I feel ashamed to admit having grown up in the United States, garnered high school, undergrad, and graduate degrees, including a minor in history, and still didn’t know about Sundown Towns. Let me correct that, I didn’t know how prevalent they were/are.  Born and raised in Central Indiana, I knew certain communities were adverse towards minorities,particularly black   Americans. But, I had no idea how many communities across the country were outright hateful towards them and did nearly anything they could, both legal and illegal, to prevent them from residing within their limits after dark.

Perhaps I should not be so hard on myself, though. As James. W. Loewen, the author of Sundown Towns: A Hidden Dimension of American Racism so aptly stated in 2005;

“The absence of prior work on sundown towns is troubling. Omitted events usually signify hidden fault lines in our culture. If a given community has not admitted on its landscape to have been a sundown town in the past, that may be partly because it has not yet developed good race relations in the present. It follows that America may not have admitted to having sundown towns in its history books because it has not yet developed good race relations as a society.” (emphasis added)

These hidden fault lines have once again came to the forefront due to a rash of deadly police shootings of minorities and offensive rhetoric made during the 2016 election cycle.
Even as kids back in the 1970s, many of us knew that the exurb of Martinsville, located southwest of Indianapolis, was particularly hostile towards black Americans. But, it certainly was not alone. 
What I/we didn’t realize is how widespread the bigotry extended throughout Indiana, the Midwest, and Northern and Western states, generally.
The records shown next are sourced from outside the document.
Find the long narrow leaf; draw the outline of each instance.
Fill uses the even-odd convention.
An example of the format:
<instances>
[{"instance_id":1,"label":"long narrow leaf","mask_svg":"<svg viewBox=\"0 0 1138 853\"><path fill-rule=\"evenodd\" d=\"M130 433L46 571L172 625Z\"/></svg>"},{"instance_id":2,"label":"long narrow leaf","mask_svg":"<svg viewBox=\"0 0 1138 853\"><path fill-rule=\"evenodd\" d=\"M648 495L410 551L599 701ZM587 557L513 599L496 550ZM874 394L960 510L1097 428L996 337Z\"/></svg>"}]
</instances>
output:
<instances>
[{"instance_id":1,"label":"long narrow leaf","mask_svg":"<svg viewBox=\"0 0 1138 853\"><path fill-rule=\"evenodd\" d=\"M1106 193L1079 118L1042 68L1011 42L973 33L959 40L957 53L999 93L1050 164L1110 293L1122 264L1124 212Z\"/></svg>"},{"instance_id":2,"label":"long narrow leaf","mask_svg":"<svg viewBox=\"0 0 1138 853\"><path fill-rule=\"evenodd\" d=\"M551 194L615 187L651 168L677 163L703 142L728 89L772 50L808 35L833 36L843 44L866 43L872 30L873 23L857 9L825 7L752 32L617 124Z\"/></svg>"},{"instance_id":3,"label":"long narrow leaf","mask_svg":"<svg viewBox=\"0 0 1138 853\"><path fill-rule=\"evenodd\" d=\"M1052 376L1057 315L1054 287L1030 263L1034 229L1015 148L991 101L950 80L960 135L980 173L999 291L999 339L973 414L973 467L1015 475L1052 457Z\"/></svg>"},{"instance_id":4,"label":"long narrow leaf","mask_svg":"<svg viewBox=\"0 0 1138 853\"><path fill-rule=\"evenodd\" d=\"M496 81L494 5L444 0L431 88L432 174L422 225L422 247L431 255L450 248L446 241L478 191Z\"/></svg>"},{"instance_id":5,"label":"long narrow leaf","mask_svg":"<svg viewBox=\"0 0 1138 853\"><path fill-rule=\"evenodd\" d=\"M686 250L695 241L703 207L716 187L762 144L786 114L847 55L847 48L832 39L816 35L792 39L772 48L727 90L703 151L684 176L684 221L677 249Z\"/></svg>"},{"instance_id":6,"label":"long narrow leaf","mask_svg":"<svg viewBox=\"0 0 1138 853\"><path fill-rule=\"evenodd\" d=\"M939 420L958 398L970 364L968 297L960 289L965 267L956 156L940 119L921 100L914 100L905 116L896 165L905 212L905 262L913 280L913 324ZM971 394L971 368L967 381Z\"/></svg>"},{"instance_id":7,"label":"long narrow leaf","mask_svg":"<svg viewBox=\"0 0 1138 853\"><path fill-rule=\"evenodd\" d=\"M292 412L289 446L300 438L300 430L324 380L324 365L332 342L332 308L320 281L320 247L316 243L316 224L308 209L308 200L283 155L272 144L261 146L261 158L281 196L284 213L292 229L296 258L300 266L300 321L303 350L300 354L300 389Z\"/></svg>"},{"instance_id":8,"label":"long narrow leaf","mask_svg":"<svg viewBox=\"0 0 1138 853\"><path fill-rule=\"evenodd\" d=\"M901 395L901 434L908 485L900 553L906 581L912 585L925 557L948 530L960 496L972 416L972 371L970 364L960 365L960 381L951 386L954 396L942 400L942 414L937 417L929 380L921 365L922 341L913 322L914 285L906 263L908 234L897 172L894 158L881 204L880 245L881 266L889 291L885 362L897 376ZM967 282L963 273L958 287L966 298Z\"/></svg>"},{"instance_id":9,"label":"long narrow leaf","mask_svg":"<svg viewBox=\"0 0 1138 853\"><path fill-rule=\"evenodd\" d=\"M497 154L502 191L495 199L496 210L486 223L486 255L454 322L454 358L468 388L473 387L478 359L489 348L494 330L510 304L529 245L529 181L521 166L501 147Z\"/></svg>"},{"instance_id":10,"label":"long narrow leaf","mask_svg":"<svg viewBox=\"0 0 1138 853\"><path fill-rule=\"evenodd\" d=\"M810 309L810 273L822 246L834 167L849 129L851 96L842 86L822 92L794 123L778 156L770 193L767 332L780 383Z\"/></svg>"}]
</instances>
In fact, there were many more Sundown Towns north of the Mason-Dixon Line than south of it. This fact is especially saddening and shocking given how many northerners gave their lives during the Civil War in the fight against slavery and for freedom of our black brothers and sisters.
As the book Sundown Towns illustrates in vivid detail, the bigotry extended beyond color to religion, ethnicity, and national origin, as many communities also banned, overtly or covertly, Jews, Catholics, and immigrants from Mexico, China, and Southern/Eastern Europe.  While the “Nadir,” period between 1890 and 1940 is often cited as the low point in race, religious, and ethnic relations, many aspects of racism and bigotry continued well beyond those dates, often depicted today in the treatment and attitude towards Muslims and immigrants. 
With each page turn, I could only shake my head in disgust at the treatment of both our fellow citizens and of newcomers.


When many communities went as far as posting signs at their gateway that bluntly told certain people that they better not be found in town after dark; when a town goes to the extent of blowing a whistle every evening at 6:00 pm as a warning to get out like Villa Park, Illinois did; or when another town goes as far as having the local sheriff board arriving passenger trains to tell undesired persons to move along and not get off here as they did in Manitowoc, Wisconsin, then something is horribly wrong and deeply racist about our society and culture. It’s not like these events took place 150 years ago, these happened in the 20th Century and certain communities remain hostile, though perhaps in more subtle ways, even today.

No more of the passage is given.